Mysterious Russian 'buzzer' radio broadcast changes

The output of Russian number station UVB-76 has increased dramatically over the past week or so. The station, which broadcasts from near Povarovo [on 4625 kHz AM with suppressed lower sideband], is known as “The Buzzer” by its listeners because of the short, monotonous buzz tone that it normally plays 21 to 34 times per minute. It’s only deviated from that signal three times previously - briefly in 1997, 2002 and 2006.

In early August, a garbled recording of a voice speaking Russian was heard by listeners.
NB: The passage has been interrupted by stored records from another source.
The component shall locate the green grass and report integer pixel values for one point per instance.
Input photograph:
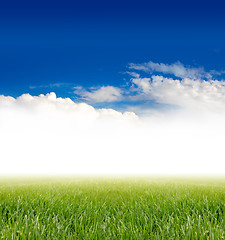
(112, 208)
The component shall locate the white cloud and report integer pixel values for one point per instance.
(46, 134)
(186, 93)
(103, 94)
(177, 69)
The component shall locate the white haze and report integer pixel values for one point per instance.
(50, 135)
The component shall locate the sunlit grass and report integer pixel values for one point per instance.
(112, 208)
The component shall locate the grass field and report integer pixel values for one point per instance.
(112, 208)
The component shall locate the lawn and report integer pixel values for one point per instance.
(112, 208)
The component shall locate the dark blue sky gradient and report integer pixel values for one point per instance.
(90, 43)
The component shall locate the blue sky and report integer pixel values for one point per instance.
(159, 66)
(55, 45)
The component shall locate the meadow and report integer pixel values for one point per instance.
(112, 208)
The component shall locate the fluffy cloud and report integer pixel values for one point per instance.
(186, 93)
(177, 69)
(103, 94)
(45, 134)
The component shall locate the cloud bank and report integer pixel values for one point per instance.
(49, 135)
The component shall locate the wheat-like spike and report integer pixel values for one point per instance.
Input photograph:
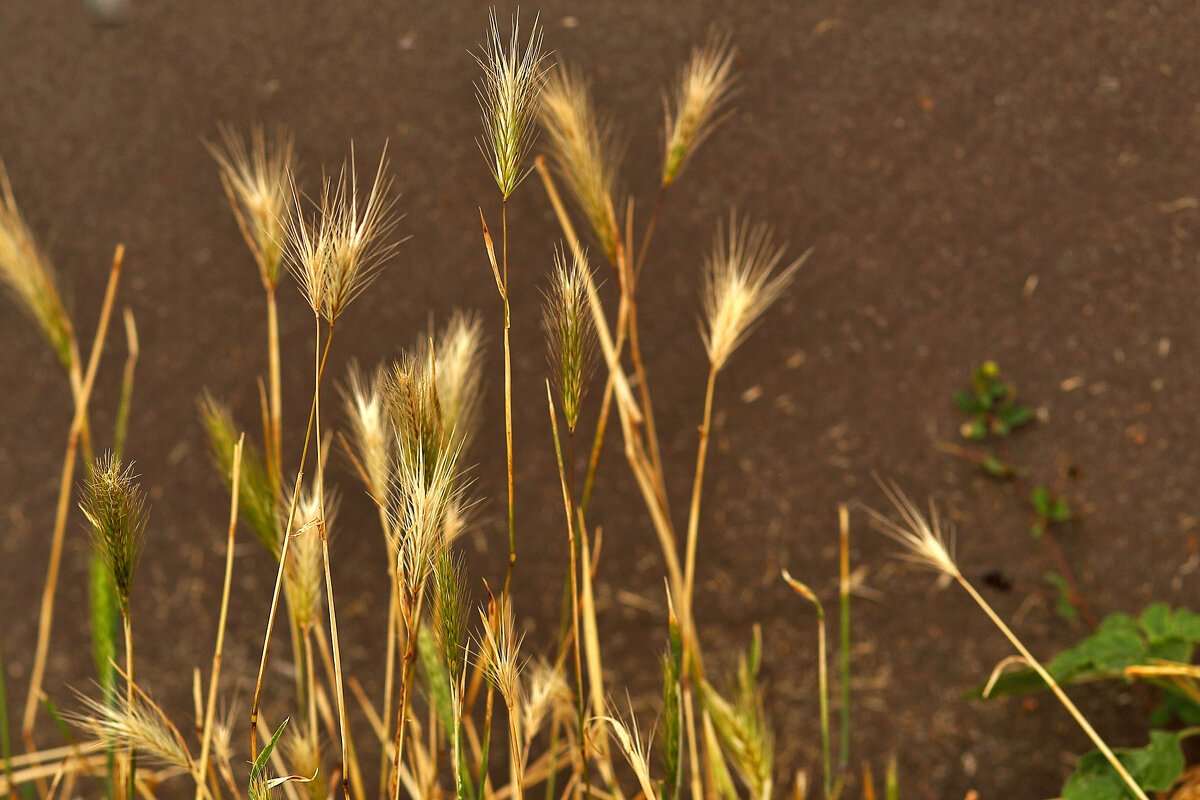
(741, 283)
(257, 181)
(370, 433)
(508, 97)
(501, 653)
(29, 277)
(923, 539)
(138, 725)
(703, 89)
(585, 150)
(546, 692)
(569, 332)
(339, 252)
(115, 506)
(459, 358)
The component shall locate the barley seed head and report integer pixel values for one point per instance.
(336, 253)
(570, 335)
(370, 432)
(27, 274)
(741, 283)
(136, 725)
(508, 97)
(705, 88)
(459, 376)
(585, 151)
(924, 540)
(257, 180)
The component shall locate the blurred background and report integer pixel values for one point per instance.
(979, 180)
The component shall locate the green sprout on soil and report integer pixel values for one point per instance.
(995, 415)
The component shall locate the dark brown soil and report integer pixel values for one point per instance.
(940, 156)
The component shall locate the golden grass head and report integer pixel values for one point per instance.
(305, 573)
(27, 272)
(459, 358)
(508, 97)
(585, 151)
(705, 88)
(421, 495)
(570, 335)
(136, 725)
(339, 252)
(450, 609)
(924, 540)
(370, 429)
(546, 693)
(741, 283)
(115, 507)
(256, 178)
(501, 650)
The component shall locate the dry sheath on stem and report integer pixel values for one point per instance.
(508, 97)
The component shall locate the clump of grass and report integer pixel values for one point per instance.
(115, 506)
(585, 151)
(929, 543)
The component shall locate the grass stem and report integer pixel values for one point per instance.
(46, 614)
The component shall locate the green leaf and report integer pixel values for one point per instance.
(1156, 768)
(1120, 642)
(1039, 498)
(261, 762)
(1063, 603)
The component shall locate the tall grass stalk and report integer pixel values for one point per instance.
(46, 613)
(215, 675)
(822, 679)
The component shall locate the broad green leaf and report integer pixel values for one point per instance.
(1155, 767)
(261, 762)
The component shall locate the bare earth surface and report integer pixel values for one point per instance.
(979, 181)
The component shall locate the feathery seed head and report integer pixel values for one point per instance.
(27, 272)
(450, 609)
(414, 405)
(459, 374)
(114, 504)
(339, 253)
(501, 651)
(585, 151)
(741, 283)
(703, 90)
(924, 540)
(257, 182)
(420, 498)
(304, 572)
(570, 336)
(138, 725)
(546, 692)
(508, 97)
(370, 434)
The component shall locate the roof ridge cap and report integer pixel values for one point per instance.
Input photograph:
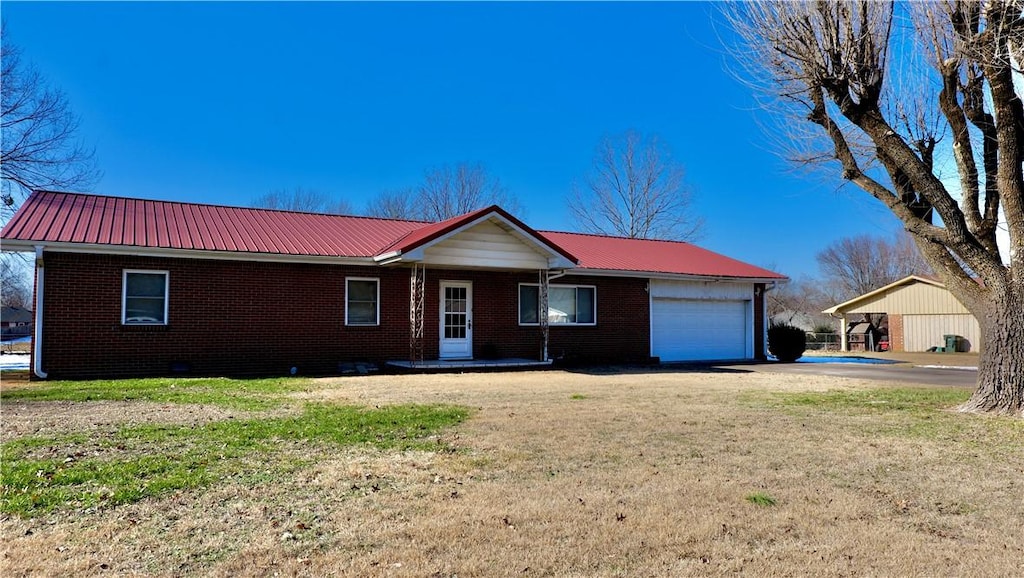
(223, 206)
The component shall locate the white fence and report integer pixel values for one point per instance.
(823, 341)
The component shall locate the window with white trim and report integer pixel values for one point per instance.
(361, 300)
(144, 297)
(567, 304)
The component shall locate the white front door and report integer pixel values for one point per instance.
(457, 320)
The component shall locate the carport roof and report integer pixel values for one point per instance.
(909, 280)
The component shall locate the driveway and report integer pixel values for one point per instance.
(903, 373)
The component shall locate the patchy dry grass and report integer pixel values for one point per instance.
(252, 395)
(600, 473)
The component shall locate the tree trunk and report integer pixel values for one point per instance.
(1000, 367)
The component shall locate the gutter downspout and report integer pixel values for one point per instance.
(764, 315)
(37, 338)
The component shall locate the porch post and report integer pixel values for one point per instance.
(417, 289)
(542, 315)
(844, 339)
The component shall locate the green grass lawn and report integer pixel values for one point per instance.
(71, 471)
(235, 394)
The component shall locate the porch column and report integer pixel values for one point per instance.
(542, 314)
(844, 339)
(417, 291)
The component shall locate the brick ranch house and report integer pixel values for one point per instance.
(131, 287)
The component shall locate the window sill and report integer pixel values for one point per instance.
(144, 328)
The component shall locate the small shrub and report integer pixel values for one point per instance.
(761, 499)
(786, 342)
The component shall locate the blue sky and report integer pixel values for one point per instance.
(220, 102)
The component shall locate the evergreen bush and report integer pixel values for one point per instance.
(786, 342)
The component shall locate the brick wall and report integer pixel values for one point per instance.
(238, 318)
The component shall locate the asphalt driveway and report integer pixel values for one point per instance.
(904, 373)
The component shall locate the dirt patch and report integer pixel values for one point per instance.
(22, 418)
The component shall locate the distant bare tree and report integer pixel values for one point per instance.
(875, 86)
(393, 204)
(39, 146)
(452, 191)
(635, 190)
(446, 192)
(15, 282)
(798, 297)
(305, 200)
(855, 265)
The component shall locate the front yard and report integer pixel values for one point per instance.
(595, 473)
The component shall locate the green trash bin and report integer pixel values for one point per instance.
(952, 343)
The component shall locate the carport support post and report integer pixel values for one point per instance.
(844, 338)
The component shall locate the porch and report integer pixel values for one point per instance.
(471, 365)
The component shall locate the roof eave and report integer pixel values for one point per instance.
(675, 276)
(171, 252)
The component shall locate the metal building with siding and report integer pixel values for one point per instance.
(921, 313)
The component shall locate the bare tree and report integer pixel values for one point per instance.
(393, 204)
(798, 299)
(858, 264)
(15, 283)
(451, 191)
(39, 147)
(881, 87)
(635, 190)
(445, 192)
(305, 200)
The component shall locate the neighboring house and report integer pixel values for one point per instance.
(138, 287)
(14, 317)
(14, 322)
(921, 313)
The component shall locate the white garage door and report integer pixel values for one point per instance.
(698, 329)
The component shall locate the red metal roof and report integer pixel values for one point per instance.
(69, 217)
(641, 255)
(48, 217)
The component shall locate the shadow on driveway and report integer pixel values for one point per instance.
(901, 373)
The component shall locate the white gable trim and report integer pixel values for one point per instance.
(554, 258)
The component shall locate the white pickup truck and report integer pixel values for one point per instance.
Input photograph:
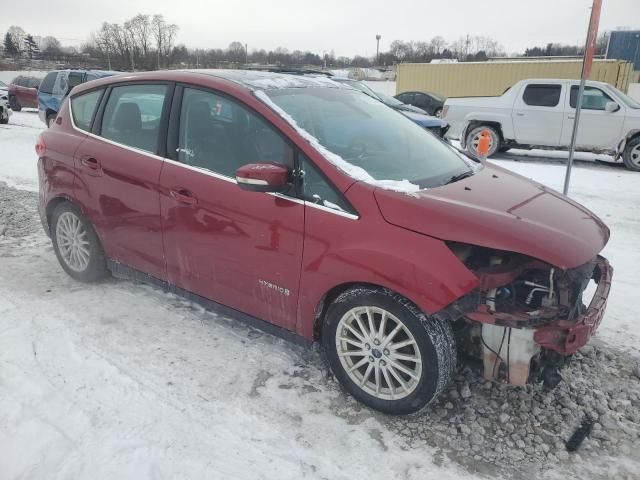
(539, 113)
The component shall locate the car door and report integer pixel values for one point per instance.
(241, 249)
(538, 114)
(119, 168)
(598, 129)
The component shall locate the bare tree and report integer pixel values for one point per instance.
(17, 36)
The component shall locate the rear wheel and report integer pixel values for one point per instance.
(473, 138)
(386, 352)
(76, 244)
(631, 155)
(14, 104)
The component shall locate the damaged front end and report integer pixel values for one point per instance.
(527, 316)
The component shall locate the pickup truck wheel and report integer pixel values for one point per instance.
(473, 137)
(386, 352)
(631, 155)
(13, 103)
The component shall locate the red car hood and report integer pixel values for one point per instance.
(498, 209)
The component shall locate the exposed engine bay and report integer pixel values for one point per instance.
(527, 317)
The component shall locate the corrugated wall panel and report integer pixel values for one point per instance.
(492, 78)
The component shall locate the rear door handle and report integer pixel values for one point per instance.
(95, 169)
(183, 195)
(91, 163)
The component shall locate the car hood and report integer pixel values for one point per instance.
(423, 120)
(499, 209)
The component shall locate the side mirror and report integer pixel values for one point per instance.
(611, 107)
(263, 177)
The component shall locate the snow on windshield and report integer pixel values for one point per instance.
(358, 173)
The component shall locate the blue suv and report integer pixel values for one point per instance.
(57, 85)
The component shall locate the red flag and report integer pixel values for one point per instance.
(592, 37)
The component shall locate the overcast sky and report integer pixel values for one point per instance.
(346, 26)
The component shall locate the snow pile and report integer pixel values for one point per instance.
(355, 172)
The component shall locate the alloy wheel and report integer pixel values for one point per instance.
(634, 155)
(73, 242)
(378, 352)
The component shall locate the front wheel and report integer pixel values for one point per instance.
(473, 138)
(386, 352)
(76, 244)
(631, 155)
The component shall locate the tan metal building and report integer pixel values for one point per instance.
(474, 79)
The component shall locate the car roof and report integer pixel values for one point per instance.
(261, 80)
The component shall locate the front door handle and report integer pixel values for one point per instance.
(183, 195)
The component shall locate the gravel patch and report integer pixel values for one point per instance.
(18, 212)
(491, 428)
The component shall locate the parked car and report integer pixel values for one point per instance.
(237, 190)
(430, 102)
(539, 114)
(57, 84)
(435, 125)
(23, 92)
(4, 109)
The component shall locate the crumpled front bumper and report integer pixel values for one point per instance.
(566, 337)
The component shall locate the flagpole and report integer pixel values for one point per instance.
(587, 60)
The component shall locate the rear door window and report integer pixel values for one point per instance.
(592, 99)
(542, 95)
(47, 84)
(83, 108)
(132, 115)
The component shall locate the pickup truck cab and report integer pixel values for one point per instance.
(539, 113)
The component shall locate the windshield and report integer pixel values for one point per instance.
(389, 100)
(367, 134)
(626, 99)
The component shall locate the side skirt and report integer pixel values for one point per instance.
(125, 272)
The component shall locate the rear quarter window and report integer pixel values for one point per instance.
(83, 108)
(47, 84)
(542, 95)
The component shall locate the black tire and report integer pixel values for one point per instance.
(631, 155)
(434, 339)
(14, 104)
(495, 139)
(96, 267)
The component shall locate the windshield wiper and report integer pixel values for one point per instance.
(459, 176)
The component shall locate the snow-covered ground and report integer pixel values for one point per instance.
(121, 380)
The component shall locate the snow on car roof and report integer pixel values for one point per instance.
(260, 80)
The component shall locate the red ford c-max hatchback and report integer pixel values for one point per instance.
(308, 205)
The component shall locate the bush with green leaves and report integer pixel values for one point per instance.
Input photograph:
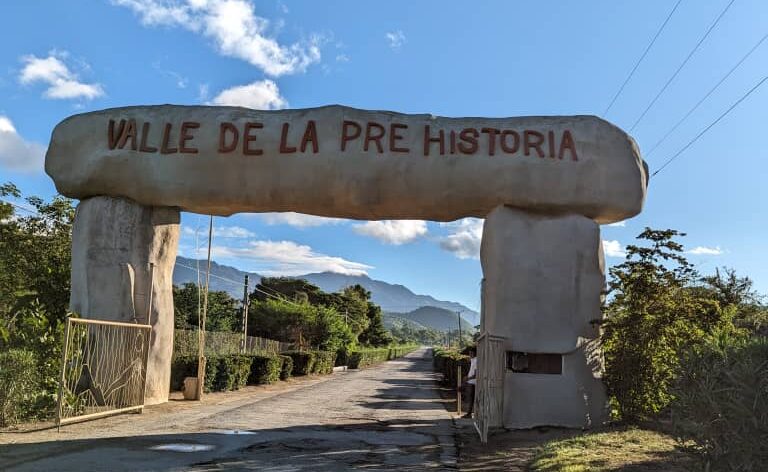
(286, 369)
(265, 369)
(324, 362)
(303, 362)
(721, 402)
(448, 362)
(18, 385)
(186, 366)
(361, 358)
(655, 312)
(233, 372)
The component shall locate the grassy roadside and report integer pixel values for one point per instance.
(637, 450)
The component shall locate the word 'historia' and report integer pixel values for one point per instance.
(243, 138)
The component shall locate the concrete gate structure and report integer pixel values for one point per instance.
(543, 185)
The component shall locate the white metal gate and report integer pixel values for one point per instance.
(103, 369)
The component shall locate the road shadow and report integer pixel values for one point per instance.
(405, 445)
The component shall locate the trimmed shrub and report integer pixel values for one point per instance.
(286, 369)
(221, 372)
(721, 403)
(447, 362)
(232, 373)
(265, 369)
(361, 358)
(18, 384)
(303, 362)
(324, 362)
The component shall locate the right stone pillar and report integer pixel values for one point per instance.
(544, 279)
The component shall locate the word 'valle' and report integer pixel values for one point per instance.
(244, 139)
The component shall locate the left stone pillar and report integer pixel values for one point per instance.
(115, 241)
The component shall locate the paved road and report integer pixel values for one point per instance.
(389, 417)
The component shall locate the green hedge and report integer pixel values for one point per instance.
(361, 358)
(265, 369)
(324, 362)
(186, 366)
(303, 362)
(721, 403)
(18, 384)
(446, 362)
(286, 369)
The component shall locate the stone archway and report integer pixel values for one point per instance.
(542, 183)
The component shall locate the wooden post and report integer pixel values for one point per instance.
(62, 377)
(458, 389)
(246, 301)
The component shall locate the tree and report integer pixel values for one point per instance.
(654, 313)
(737, 293)
(375, 334)
(223, 313)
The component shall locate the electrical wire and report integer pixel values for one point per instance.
(645, 53)
(711, 91)
(682, 65)
(696, 138)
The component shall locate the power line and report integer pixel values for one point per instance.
(710, 126)
(690, 54)
(240, 283)
(707, 95)
(645, 53)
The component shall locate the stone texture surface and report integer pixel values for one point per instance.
(607, 183)
(114, 240)
(544, 277)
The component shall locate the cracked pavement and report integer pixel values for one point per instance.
(386, 417)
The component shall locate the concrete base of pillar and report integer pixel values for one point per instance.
(114, 240)
(544, 277)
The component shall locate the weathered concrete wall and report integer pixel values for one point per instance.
(544, 276)
(113, 242)
(343, 162)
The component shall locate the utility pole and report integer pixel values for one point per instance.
(458, 315)
(246, 302)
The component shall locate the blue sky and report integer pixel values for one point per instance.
(494, 58)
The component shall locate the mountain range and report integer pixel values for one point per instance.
(394, 299)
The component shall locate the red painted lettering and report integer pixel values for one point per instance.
(468, 144)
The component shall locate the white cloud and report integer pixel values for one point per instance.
(396, 39)
(464, 238)
(298, 220)
(706, 251)
(62, 82)
(289, 258)
(260, 95)
(613, 248)
(15, 152)
(619, 224)
(394, 232)
(220, 232)
(233, 27)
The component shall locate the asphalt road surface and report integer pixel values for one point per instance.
(389, 417)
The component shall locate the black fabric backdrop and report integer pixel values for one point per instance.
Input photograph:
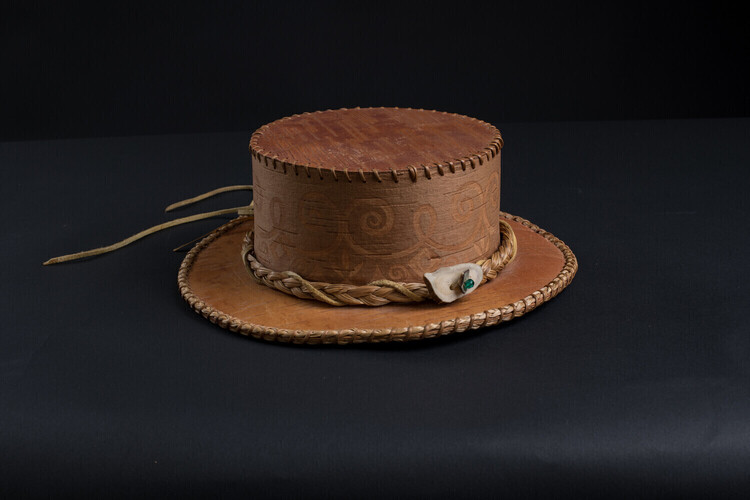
(633, 382)
(75, 69)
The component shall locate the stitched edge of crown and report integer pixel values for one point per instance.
(408, 172)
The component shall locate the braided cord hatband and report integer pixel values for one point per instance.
(375, 293)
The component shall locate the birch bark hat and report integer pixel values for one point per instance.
(373, 225)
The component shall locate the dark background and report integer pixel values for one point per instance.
(82, 69)
(625, 137)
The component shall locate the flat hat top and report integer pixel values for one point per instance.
(373, 138)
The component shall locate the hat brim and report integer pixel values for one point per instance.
(214, 281)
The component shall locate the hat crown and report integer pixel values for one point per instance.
(339, 198)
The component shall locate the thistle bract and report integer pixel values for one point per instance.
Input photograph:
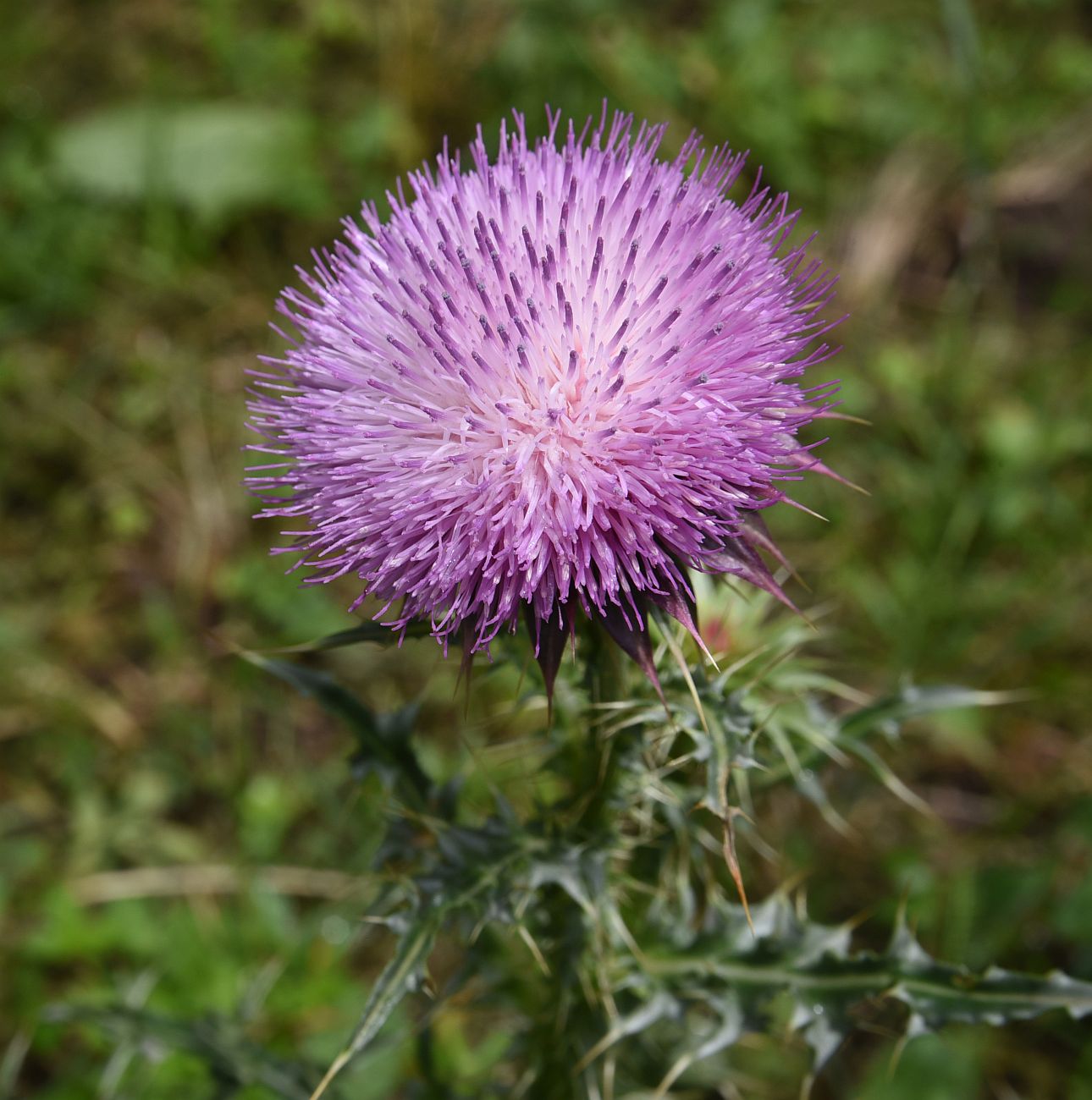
(555, 381)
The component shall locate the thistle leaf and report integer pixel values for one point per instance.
(383, 743)
(399, 977)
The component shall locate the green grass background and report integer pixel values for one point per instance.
(162, 168)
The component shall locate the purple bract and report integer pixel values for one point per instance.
(554, 381)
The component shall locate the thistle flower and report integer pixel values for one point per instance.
(553, 382)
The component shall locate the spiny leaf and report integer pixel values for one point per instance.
(383, 741)
(816, 966)
(361, 633)
(218, 1042)
(398, 978)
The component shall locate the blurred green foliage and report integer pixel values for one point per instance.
(163, 166)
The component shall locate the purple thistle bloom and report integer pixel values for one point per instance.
(555, 381)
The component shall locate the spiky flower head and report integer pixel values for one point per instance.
(555, 381)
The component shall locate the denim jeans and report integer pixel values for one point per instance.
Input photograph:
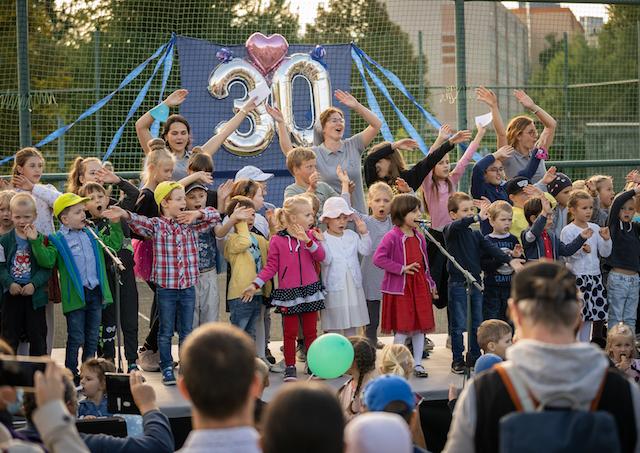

A few days later, on 23 August at 13:35 UTC, a clearer voice read out the following message twice: “UVB-76, UVB-76 — 93 882 naimina 74 14 35 74 — 9 3 8 8 2 nikolai, anna, ivan, michail, ivan, nikolai, anna, 7, 4, 1, 4, 3, 5, 7, 4″, before returning to its normal broadcasting.

Since then, a number of other distorted voices have appeared over the normal buzzing transmission, as well as knocks and shuffles, as if someone were moving things around inside the broadcasting room. It’s believed that the transmission site has an open microphone, which occasionally picks up sounds from technicians working within the broadcast site.